Five percent in a month

Now Voyager 2 is about to do it to her sister probe. As reported by NASA, the probe’s gauges registered an increase in high-energy cosmic rays by about five percent during August 2018. “We see a change in the environment around Voyager 2 – no doubt about that,” says Ed Stone of the California Institute of Technology.

The researchers see this as an indication that Voyager 2 is approaching the Heliopause – the outer boundary of the shielding sphere of influence of our sun. Because even Voyager 1 has experienced such an increase in cosmic radiation in May 2012. Three months later, the spacecraft crossed the heliopause and entered the interstellar space. The NASA scientists therefore assume that the now registered changes in radiation and particle currents, even for Voyager 2 announce the imminent attainment of heliopause.

Time still uncertain

When it will be so far, is still unclear. Because both Voyager probes fly in almost the opposite direction. While Voyager 2 has left the solar system in a northerly direction, its sister probe steers a southern course and thus moves through a completely different region of the heliosphere. Whether or not the external border is closer or farther away from us and whether there are any differences will now be shown by the Voyager 2 measurement data.

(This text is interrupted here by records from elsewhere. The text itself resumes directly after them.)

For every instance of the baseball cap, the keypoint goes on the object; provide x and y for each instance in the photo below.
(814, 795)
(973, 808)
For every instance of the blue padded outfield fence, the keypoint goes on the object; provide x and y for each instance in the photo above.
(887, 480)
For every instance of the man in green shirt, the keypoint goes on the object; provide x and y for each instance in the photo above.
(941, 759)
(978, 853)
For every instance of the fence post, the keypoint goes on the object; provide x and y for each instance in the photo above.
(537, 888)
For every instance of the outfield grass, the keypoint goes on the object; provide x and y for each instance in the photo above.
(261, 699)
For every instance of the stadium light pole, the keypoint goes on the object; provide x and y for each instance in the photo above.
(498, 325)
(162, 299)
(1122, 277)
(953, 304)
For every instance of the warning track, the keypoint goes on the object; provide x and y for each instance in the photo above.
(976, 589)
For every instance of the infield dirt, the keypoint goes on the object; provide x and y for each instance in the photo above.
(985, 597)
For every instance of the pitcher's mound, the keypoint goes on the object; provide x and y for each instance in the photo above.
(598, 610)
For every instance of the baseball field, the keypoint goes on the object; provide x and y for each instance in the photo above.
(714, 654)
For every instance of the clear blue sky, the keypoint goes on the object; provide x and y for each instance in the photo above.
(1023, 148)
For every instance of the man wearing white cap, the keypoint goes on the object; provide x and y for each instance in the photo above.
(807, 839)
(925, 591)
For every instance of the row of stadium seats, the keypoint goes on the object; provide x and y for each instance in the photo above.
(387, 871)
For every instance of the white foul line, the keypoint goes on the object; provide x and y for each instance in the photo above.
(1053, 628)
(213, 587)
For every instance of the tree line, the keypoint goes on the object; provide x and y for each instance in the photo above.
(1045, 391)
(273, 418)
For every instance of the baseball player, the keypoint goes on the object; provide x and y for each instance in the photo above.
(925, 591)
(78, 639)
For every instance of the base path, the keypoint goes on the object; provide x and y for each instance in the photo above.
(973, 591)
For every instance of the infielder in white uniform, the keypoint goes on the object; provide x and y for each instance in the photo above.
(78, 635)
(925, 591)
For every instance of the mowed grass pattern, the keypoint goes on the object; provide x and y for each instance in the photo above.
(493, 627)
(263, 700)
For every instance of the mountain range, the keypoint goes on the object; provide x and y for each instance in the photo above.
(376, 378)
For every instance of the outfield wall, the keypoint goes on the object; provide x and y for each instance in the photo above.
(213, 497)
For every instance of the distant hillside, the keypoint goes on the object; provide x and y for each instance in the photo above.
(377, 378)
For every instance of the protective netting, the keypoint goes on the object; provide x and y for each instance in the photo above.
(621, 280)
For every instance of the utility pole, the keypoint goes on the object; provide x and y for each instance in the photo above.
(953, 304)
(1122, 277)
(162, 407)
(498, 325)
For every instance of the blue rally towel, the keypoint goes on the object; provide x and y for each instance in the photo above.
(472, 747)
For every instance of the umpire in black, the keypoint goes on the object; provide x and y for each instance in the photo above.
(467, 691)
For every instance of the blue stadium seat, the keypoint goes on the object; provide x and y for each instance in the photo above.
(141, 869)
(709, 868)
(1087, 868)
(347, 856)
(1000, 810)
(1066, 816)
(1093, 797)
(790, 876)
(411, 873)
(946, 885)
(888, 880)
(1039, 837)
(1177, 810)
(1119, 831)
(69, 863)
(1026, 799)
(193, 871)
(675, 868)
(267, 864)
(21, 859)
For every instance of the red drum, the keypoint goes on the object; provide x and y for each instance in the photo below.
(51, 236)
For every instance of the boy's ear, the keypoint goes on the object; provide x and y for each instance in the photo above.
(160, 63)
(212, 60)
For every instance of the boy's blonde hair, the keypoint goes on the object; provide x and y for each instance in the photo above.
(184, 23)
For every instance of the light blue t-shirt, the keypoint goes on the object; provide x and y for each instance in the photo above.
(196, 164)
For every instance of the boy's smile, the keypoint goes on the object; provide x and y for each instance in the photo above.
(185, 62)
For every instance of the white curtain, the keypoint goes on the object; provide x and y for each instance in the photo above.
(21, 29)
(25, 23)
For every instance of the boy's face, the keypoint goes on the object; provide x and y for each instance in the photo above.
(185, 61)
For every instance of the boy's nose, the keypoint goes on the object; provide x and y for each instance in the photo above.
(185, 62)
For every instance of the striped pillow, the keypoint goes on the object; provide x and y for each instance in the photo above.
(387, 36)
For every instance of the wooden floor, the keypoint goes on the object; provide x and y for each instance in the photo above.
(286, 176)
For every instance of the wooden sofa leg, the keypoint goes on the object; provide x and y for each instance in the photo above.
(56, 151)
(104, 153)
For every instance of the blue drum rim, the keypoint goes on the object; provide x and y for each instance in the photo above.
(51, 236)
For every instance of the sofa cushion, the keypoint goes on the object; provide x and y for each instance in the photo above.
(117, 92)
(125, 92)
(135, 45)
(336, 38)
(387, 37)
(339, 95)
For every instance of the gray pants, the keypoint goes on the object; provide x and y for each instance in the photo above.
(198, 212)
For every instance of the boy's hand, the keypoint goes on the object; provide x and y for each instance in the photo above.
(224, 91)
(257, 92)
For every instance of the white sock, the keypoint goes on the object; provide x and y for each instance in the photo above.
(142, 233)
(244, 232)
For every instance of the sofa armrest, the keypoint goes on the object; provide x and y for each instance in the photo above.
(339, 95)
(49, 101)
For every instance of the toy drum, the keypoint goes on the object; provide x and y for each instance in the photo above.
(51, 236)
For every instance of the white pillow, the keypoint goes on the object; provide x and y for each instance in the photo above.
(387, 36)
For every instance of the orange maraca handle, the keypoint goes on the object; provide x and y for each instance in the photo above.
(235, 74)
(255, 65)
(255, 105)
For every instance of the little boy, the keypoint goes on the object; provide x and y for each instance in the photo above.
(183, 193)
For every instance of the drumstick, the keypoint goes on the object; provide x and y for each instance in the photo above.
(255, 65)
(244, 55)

“We will learn a lot in the next few months,” says Stone. “When we reach the heliopause, we do not know yet, but we are only one thing certain: we are not there yet.” Even in interstellar space, however, the journey of the two space “classic cars” is far from over: the probes still have enough energy reserves to carry out scientific measurements and return data to earth for at least ten years. And then, for thousands of years , Voyager probes will cross space as dumb messengers of humanity.